Aber dann bemerkte ich die Strömung und bekam sie auch zu spüren. Sie wurde zum Anschauungsbeispiel par excellence: Von der Seeseite drückte die Meeressrtömung klares dunkelblaues Wasser in die Passage, prallte gegen die Nordwestecke der Halbinsel, wurde nach Osten abgelenkt und nahm das grüne Lagunenwasser mit, trieb es ebenfalls nach Osten. Am Ende der Halbinsel bewegte sich in der Lagune ein riesiger Strudel, der bis hinüber zur Insel reichte und dort wieder nach Westen zurückgeführt wurde. Ich konnte den Wirbel und die restliche Wasserbewegung an der Nordostseite der Halbinsel durch die Farbmischungen ausgiebig und eindrucksvoll studieren. Diese Ausläufer des Kreisels hatten mich auch relativ schnell bis zur Mitte der Passage getragen. Aber dann war Schluss! Eine Weiterfahrt gegen die Strömung war unmöglich. Sobald ich in das dunkelblaue Wasser paddelte, trieb ich sofort nach Osten ab. Dagegen kam ich nach rund 30 Stunden im Boot nicht mehr an!

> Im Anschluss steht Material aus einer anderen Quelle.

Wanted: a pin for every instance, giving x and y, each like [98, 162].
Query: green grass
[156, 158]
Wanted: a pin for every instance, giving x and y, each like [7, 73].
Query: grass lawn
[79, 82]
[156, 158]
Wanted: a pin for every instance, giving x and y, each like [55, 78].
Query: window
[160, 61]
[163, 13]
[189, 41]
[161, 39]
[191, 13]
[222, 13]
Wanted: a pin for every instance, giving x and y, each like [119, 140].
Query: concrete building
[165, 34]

Ich paddelte jetzt der kreisenden Strömung folgend rund 2 km wieder nach Norden zur Steilküste der Insel zurück, dann nach Nordwesten den Klippen entlang und in gleicher Richtung hinaus auf die Adria. Trotz intensivem Paddelns trieb mich die Strömung wieder zurück zur Passage, genau auf das Kap von Gjuhezes zu. „Wenn ich zu weit nach backbord abgetrieben werde, gerate ich wieder in die starke Strömung durch die Passage und alle Mühe wäre umsonst gewesen“, fuhr es mir erschreckend durch den Sinn. Alle letzten Reserven mobilisierend, schaufelte ich den Kajak nach Westen, setzte mit aller Kraft das Paddel ein. In prekären Situationen, wenn es darum geht, das Boot auf Geschwindigkeit zu bringen und das Tempo beizubehalten, um von einer Gefahrenstelle wegzukommen, begann ich immer die Paddelschläge zu zählen: „1, 2, 3 ... 19, 20“ Dann begann ich erneut wieder mit 1, 2 ... Aber die Strömung war stärker. Unaufhaltsam versetzte sie mich in Richtung Kap. Das Einzige, was ich durch meine Kraftanstrengungen erreichte, war, dass ich an der Außenseite der Strömung blieb.

Aber ich hatte Glück: Nach rund 17 Zählpaketen von jeweils 20 Schlägen, erwischte ich vielleicht in einem Abstand vom Kap von nur 50 Metern, gerade noch eine kleine sich abspaltende Seitenströmung, die mich am Kepi i Gjuhezes vorbei in den Süden schob. Ich hatte es geschafft! Ich befand mich auf der Westseite der Halbinsel. Rund doppelt so lange wie vorgesehen hatte es gedauert, bis ich die Passage durchfahren hatte. Hätte mich jemand gesehen, welche Triumphgesten ich da mit dem Paddel vollführt hatte, er hätte sicherlich nur den Kopf geschüttelt, oder mir sogar den „Scheibenwischer“ gezeigt. Aber nach dieser erfolgreich abgeschlossen aber kräftezehrenden Aktion, wäre mir das völlig egal gewesen.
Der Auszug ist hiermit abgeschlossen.